Director: Pablo Larraín
Screenplay: Noah Oppenheim
Starring: Natalie Portman, Peter Sarsgaard, Greta Gerwig, Billy Crudup, John Hurt
Runtime: 100 Minutes
The cinematic heritage of America’s first media-savvy First Family is stained with the traits of a Hallmark Channel susceptibility of historical moments and beats to fulfil. But Jackie, directed by Chilean filmmaker Pablo Larraín, challenges this fallacy by shrinking the tragedy of JFK’s assassination down to a smaller, more intimate scale.
The narrative framework is explored through the famous Life magazine interview with Theodore H. White (Billy Crudup), working its way back through Jackie Kennedy’s (Natalie Portman) memories in a misty manner that sees the before, during and aftermath of the incidents in question, primarily focusing on the final days of her position as First Lady. This is not a film that’s propelled by narrative, so much as it’s driven by the sensation and experiences of singular moments - large and small - which encapsulate the greater whole of the person it’s depicting.
We see the signature events of history play out before us, from a violent revisitation of the assassination, to the display of the procession, but all the while the frame is focused on Jackie as the noise plays in the background. Larraín’s decision to shoot much of the film in close-up emphasizes the human strain of the situation, demystifying the glamorously composed legend of Jackie Kennedy and presenting something far more complex and compellingly human. His integration of archive footage and replication is astonishingly detailed and immersive, building off of his work previously seen in 2013’s No, and Stéphane Fontaine’s crisp digital photography is desiderated and distanced enough to maintain this aesthetic.
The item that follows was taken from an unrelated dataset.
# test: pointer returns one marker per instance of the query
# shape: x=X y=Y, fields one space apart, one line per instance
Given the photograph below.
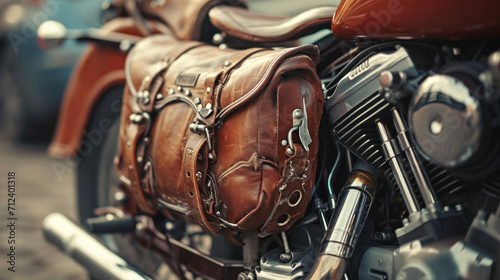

To no surprise at all, Natalie Portman is amazing at channelling the frustration and turmoil of someone who is processing the grief of not only the loss of a husband, but the death of a life that she is no longer destined to lead. Robbed of the legacy that she feels the Kennedy title deserves, she pours her efforts almost immediately into making a bloated spectacle of his funeral as a coping mechanism. This self-destructive behaviour reveals both the ego and the sorrow of a woman desperate no to be supplanted by a system that is already looking to move on. Her obsession with designation and decorum is carried through Portman’s performance in every stroke; from her Long Island inflection and stoic motion, to those moments of emotional collapse as she wipes her partner’s blood from her face. This disparity cuts deeper as we see her touring the White House as the show woman forced to smile as the cameras roll around her, her continued performance, in reality, a symptom of the burden of her role.
The supporting performances are remarkable; Peter Sarsgaard as the accommodating Bobby Kennedy is ghostly in composure, Greta Gerwig’s Social Secretary Nancy Tuckerman is solid as a rock, and Billy Crudup helps to act as the audience's voice of cohesion against Jackie’s verbal games. John Carroll Lynch, Richard E. Grant and John Hurt all bring enough to their minor roles to keep them compelling – although the latter’s role as the priest she confides in consists of some of the films baggiest scenes.
Jackie is a far more daring and aesthetically divergent work than the awards contender it is being marketed as. Its compelling enough in its remarkably thoughtful screenplay, but it’s the explorative structure and artistic restraint – paired with Mica Levi’s haunting score – that makes this more than just a mandated showcase for Portman’s considerable talents.